A birrefringência é um fenômeno complicado e ocorre apenas em alguns materiais, dentre eles a calcita. Em um material desse tipo, devido a sua estrutura atômica, o feixe de luz que incide nele é separado em dois outros feixes: o ordinário e o extraordinário. E esses dois feixes estão polarizados, só que em direções perpendiculares (com ângulo de 90o entre si). E o que isso quer dizer? Simples, que se enxergarmos apenas uma imagem formada pelo cristal de calcita, significa que a luz proveniente seja lá de onde está polarizada4.

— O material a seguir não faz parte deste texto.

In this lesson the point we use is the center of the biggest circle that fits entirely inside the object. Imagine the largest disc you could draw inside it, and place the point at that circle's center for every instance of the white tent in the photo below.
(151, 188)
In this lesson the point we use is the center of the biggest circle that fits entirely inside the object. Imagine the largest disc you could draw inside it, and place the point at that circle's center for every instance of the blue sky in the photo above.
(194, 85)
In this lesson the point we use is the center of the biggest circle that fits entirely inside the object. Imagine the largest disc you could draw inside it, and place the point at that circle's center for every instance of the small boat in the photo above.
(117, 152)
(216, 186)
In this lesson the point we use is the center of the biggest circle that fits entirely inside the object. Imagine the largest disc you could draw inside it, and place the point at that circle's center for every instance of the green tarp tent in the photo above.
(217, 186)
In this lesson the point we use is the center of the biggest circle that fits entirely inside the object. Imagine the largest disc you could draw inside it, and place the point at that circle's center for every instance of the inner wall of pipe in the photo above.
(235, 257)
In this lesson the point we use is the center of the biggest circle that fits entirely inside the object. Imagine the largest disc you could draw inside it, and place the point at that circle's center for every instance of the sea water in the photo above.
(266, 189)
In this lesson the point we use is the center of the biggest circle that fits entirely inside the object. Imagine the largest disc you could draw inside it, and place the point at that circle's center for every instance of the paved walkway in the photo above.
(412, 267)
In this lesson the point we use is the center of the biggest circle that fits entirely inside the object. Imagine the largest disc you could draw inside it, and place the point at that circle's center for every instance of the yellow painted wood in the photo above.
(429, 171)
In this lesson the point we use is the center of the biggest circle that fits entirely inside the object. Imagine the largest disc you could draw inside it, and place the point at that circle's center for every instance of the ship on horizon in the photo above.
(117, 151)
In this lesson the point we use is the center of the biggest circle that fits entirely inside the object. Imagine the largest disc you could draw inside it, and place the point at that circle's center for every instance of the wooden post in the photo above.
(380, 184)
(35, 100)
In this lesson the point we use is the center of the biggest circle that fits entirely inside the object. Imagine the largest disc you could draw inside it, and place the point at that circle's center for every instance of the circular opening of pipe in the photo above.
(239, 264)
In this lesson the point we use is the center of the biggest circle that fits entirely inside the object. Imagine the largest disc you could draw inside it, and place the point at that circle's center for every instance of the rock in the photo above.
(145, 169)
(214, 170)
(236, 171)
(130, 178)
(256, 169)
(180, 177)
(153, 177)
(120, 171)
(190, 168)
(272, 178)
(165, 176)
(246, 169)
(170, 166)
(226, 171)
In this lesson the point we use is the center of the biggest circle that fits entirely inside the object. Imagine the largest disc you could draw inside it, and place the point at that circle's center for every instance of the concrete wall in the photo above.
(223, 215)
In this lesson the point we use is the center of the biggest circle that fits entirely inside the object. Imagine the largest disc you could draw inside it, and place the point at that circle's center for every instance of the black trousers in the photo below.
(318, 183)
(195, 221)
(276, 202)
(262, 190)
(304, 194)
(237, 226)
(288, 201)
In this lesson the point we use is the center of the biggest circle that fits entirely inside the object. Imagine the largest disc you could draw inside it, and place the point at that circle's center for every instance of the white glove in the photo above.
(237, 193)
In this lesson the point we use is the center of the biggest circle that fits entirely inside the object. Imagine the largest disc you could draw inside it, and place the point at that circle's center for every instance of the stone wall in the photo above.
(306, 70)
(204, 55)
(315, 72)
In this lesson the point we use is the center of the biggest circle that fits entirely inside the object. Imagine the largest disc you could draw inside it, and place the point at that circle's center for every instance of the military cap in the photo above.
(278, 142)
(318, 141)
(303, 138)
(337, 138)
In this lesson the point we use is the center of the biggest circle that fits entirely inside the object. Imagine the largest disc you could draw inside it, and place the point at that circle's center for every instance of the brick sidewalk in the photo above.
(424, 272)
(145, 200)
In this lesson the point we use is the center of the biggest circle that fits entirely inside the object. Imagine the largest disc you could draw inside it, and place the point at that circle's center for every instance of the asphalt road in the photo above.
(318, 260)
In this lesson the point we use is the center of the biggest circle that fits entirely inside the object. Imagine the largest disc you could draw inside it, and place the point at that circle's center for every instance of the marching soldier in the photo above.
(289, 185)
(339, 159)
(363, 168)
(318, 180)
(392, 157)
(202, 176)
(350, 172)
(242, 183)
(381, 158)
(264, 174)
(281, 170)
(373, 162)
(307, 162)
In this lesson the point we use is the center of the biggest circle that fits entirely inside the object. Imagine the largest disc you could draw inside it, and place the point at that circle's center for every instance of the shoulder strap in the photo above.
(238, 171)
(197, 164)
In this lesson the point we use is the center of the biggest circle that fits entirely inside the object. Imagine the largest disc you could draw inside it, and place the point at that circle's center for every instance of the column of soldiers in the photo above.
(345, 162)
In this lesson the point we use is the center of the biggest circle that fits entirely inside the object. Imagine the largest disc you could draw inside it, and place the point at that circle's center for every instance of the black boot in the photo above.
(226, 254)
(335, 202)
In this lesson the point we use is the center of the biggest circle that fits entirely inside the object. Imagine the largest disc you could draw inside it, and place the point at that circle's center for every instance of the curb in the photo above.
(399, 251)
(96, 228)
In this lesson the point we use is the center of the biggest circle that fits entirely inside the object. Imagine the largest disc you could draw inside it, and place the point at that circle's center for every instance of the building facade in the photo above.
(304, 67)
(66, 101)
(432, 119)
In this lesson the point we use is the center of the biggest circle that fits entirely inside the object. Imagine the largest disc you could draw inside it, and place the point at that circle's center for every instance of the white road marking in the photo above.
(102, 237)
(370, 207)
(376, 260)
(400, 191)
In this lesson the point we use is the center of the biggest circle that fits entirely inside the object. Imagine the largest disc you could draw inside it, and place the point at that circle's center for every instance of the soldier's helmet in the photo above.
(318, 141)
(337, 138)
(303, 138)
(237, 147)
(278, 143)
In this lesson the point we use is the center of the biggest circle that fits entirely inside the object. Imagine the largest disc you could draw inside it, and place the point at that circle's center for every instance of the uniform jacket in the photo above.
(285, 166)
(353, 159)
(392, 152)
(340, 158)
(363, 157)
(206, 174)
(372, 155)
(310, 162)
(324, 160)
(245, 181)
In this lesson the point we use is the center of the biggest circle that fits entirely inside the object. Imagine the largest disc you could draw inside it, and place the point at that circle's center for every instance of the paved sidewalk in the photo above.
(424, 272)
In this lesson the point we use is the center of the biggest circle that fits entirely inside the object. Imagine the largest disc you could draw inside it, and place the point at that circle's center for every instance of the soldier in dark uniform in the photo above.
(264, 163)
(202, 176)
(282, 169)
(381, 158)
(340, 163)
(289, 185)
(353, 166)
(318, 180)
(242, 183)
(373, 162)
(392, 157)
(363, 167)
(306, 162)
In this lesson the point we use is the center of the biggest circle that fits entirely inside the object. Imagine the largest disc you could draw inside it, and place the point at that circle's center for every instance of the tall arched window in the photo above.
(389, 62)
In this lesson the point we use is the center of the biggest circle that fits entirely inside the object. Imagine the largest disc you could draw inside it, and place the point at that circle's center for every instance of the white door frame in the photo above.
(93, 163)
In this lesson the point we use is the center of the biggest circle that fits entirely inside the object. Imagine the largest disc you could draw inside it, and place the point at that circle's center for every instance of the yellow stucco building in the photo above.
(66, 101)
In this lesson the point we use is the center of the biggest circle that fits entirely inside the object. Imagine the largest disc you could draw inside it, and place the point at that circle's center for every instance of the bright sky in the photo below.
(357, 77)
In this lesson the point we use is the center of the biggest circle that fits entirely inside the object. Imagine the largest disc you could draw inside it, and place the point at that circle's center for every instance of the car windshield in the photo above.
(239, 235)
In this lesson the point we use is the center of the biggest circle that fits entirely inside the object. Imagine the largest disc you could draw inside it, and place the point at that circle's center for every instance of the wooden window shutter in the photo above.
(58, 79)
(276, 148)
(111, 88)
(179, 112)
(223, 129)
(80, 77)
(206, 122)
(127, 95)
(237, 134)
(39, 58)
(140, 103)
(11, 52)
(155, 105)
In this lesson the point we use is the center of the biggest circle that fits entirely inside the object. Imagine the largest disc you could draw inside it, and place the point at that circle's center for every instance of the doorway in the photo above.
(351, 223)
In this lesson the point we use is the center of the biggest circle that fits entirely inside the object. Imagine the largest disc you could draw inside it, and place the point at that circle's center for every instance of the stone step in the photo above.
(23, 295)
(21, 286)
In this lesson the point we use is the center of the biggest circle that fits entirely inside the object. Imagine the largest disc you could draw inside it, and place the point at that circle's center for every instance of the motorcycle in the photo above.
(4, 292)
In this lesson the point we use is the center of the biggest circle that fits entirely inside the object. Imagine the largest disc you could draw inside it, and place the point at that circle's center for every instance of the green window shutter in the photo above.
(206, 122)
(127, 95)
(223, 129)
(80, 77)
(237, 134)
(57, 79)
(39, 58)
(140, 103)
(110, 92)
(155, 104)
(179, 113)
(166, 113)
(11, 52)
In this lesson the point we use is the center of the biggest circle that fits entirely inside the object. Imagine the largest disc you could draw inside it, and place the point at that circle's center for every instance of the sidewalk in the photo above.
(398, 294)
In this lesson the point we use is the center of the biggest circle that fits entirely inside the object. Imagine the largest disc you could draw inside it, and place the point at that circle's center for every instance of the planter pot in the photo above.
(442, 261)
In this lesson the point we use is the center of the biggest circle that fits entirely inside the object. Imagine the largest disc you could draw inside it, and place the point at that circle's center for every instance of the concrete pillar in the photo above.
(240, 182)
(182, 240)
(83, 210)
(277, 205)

Bom, tudo isso serve para descrever como os vikings se orientavam em suas navegações. Os vikings habitavam regiões do norte do nosso planeta, regiões com altas latitudes (atualmente correspondem a Suécia, Noruega, Dinamarca, Groenlândia, entre outros). Nessas regiões, o sol passa parte do ano abaixo do horizonte. Sem saber onde está o Sol, fica complicado saber em que direção navegar. Mas com os cristais de calcita (as pedrinhas mágicas, lembra?) é possível achar a posição do Sol, mesmo sem vê-lo.

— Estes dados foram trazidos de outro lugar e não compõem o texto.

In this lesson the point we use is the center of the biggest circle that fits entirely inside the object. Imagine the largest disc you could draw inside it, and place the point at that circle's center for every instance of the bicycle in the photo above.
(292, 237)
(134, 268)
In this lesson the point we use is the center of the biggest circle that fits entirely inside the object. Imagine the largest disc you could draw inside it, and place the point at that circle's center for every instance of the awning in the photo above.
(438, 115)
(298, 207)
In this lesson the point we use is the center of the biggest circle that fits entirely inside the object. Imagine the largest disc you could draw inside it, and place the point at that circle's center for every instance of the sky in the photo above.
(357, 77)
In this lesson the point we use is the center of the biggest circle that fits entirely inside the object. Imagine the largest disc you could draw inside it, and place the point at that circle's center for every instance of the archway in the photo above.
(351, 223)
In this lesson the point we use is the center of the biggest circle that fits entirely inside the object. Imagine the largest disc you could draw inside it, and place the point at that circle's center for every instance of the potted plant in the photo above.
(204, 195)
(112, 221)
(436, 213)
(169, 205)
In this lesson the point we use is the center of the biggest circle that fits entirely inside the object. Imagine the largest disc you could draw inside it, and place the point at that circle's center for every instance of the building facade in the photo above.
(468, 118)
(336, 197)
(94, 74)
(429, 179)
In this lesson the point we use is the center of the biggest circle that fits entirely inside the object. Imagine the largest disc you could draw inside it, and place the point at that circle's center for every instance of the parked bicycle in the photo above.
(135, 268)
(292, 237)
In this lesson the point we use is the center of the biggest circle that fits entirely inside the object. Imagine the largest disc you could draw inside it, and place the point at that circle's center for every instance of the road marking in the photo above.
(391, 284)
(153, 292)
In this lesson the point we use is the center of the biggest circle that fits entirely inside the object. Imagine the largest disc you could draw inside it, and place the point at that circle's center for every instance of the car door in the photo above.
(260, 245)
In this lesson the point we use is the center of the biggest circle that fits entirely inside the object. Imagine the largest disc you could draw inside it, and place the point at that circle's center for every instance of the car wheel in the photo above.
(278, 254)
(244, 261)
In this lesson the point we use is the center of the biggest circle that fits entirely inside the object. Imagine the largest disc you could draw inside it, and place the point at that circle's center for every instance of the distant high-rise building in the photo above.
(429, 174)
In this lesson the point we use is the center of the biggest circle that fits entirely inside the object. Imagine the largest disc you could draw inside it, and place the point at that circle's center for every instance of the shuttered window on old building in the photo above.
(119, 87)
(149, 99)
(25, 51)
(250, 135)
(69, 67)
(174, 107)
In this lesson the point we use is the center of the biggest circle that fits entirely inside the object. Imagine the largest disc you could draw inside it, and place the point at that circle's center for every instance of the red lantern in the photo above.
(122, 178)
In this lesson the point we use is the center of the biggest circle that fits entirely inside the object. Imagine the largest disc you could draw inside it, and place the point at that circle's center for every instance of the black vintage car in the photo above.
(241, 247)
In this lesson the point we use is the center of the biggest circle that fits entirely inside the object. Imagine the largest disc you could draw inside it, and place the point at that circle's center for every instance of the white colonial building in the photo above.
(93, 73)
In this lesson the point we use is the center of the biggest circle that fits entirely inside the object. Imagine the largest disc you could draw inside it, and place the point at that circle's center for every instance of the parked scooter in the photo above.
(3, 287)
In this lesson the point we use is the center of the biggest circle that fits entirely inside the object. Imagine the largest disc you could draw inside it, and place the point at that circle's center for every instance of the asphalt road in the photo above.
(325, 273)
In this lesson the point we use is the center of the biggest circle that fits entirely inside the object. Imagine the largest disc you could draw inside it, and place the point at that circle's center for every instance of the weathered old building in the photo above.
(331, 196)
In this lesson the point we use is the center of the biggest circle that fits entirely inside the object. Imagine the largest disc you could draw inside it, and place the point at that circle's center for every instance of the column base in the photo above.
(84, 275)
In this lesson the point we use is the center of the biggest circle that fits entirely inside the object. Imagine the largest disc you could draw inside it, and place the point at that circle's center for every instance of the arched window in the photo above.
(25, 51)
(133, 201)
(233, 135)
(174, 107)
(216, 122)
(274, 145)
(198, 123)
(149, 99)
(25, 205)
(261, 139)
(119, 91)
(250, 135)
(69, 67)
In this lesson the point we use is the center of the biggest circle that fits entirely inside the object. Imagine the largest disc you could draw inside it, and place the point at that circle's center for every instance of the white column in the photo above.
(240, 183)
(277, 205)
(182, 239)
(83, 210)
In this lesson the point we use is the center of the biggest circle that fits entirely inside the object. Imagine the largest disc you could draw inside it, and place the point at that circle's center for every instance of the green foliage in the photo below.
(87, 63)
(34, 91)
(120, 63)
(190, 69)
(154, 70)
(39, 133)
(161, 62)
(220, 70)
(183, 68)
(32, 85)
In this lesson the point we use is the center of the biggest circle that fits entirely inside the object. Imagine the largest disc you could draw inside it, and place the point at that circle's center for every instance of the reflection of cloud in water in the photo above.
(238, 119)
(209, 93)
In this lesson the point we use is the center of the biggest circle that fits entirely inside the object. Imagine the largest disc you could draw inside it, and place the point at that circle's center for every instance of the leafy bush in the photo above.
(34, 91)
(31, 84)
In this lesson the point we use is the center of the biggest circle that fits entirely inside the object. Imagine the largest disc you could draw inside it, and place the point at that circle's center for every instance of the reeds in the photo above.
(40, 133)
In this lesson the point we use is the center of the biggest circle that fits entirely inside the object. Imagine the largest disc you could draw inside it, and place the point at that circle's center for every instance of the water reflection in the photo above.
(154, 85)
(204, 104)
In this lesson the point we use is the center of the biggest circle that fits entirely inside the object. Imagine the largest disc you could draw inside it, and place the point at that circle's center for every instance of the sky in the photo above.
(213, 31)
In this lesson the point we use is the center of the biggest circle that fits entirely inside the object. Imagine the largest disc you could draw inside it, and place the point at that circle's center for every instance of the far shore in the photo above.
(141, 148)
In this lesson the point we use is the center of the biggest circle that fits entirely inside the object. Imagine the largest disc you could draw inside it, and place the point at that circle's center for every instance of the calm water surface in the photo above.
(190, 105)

A luz do céu é polarizada (pelo fenômeno do espalhamento, o mesmo que causa a sua coloração azul) e a máxima polarização é obtida para quem fica de costas para o Sol e olha para frente. Quando se sabe onde está o sol é fácil achar essa posição, mas, por outro lado, quando se quer justamente achar o Sol, é preciso usar algum material polarizador e ir olhando para o céu até achar a posição em que há a maior polarização (por exemplo, aparecer apenas uma imagem no cristal de calcita), dessa forma, o Sol estará às costas do observador.

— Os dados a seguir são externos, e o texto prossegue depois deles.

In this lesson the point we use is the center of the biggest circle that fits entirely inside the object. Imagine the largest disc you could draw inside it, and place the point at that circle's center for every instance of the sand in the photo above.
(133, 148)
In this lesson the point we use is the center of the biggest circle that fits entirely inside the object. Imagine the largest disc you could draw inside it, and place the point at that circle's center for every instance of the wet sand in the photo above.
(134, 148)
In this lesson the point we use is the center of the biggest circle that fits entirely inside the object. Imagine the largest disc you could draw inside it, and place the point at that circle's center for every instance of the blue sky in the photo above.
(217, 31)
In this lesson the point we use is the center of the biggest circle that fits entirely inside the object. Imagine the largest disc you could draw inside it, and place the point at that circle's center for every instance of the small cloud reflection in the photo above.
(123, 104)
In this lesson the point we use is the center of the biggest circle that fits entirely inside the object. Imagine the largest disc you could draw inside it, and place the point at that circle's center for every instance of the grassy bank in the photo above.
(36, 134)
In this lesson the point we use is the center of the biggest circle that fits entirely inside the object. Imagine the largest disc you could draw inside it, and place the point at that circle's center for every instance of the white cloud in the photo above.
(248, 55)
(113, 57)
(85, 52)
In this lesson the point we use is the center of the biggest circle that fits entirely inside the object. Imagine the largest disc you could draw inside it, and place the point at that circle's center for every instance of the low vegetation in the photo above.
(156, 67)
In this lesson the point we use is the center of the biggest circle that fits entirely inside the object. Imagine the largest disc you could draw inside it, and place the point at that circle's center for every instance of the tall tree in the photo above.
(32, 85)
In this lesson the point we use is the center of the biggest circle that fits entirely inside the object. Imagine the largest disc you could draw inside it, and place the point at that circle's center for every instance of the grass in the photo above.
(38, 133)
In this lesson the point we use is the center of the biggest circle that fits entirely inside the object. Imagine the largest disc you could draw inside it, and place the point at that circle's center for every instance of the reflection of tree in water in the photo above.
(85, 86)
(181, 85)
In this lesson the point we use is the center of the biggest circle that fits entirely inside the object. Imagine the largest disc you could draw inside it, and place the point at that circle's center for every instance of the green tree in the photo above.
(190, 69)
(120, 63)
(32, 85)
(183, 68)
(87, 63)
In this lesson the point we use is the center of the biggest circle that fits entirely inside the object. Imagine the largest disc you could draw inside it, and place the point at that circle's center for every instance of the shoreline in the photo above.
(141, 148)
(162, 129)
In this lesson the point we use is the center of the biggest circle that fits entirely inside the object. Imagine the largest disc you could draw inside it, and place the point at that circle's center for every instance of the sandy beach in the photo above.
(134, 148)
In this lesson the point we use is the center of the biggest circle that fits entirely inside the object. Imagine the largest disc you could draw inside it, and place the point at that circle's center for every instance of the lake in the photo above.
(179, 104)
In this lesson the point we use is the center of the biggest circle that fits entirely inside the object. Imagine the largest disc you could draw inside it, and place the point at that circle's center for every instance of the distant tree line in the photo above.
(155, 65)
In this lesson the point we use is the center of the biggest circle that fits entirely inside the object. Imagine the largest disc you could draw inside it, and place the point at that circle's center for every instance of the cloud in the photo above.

Os vikings não tinham todo esse conhecimento de física que há por trás dessa forma de se orientar numa navegação, mas certamente sabiam muito bem como proceder devido ao aprendizado na prática. É interessante pensar em como, mesmo com todas as limitações existentes na época, as barreiras eram vencidas e que, de alguma forma ou de outra, entendendo ou não o processo, dava-se um jeito de inventar ou descobrir alguma engenhoca que funcionasse para obter algum resultado necessário. E é mais interessante notar, que após entendido o processo, a física que está por trás, o progresso pode ser obtido de uma forma ordenada, possibilitando avanços em muitos outros campos e muito mais rapidamente. Hoje já vemos máquinas fotográficas do tipo polaróide ou mesmo óculos com lentes polaróide, apenas para citar dois exemplos.

Qualquer dúvida, sugestão, crítica etc. mande um e-mail para [email protected] ou ainda mensagem no ICQ, para aqueles que o têm.

1 descobrimento da América: é de conhecimento geral que quando os europeus chegaram à América, ela era habitada por índios, então, na verdade, foi um só descobrimento de uma nova terra para os europeus (fato que também foi questionado nessa coluna)

2 Para saber mais sobre o descobrimento da América e a vida de Cristóvão Colombo, uma boa pedida é o filme 1492 - Conquest of Paradise, contando com uma trilha sonora excepcional composta por Vangelis.

3 O movimento aparente das estrelas no céu ao girarem em torno de um ponto com o passar das horas é na verdade causado pela rotação da Terra. As estrelas, como qualquer outro astro, nascem no leste e se põem no oeste, isso devido ao movimento da Terra que é de oeste para leste.

4 A calcita é muito utilizada para observações astronômicas atualmente (na área de polarimetria astronômica). Com ela é possível tirar uma dupla imagem de uma estrela e ver em que direção predomina a polarização da luz que provém dela. A vantagem da utilização desse cristal sobre um polaróide, por exemplo, é que para ver em que direção predomina a polarização com o polaróide seria necessário tomar imagens em momentos diferente, girando-se o polaróide de uma para a outra. Isso cai num problema freqüente da astronomia, o céu de uma imagem pode estar diferente do da outra imagem (pode ter passado uma nuvem na frente do telescópio, por exemplo) e não seria possível distinguir se a diferença observada na polarização é devida à rotação do polaróide ou à mudança no céu. Com a calcita, mesmo que passe uma nuvem na frente do telescópio, as duas imagens obtidas ao mesmo tempo serão afetadas da mesma forma, o que permite conclusões a respeito da polarização da luz proveniente da estrela.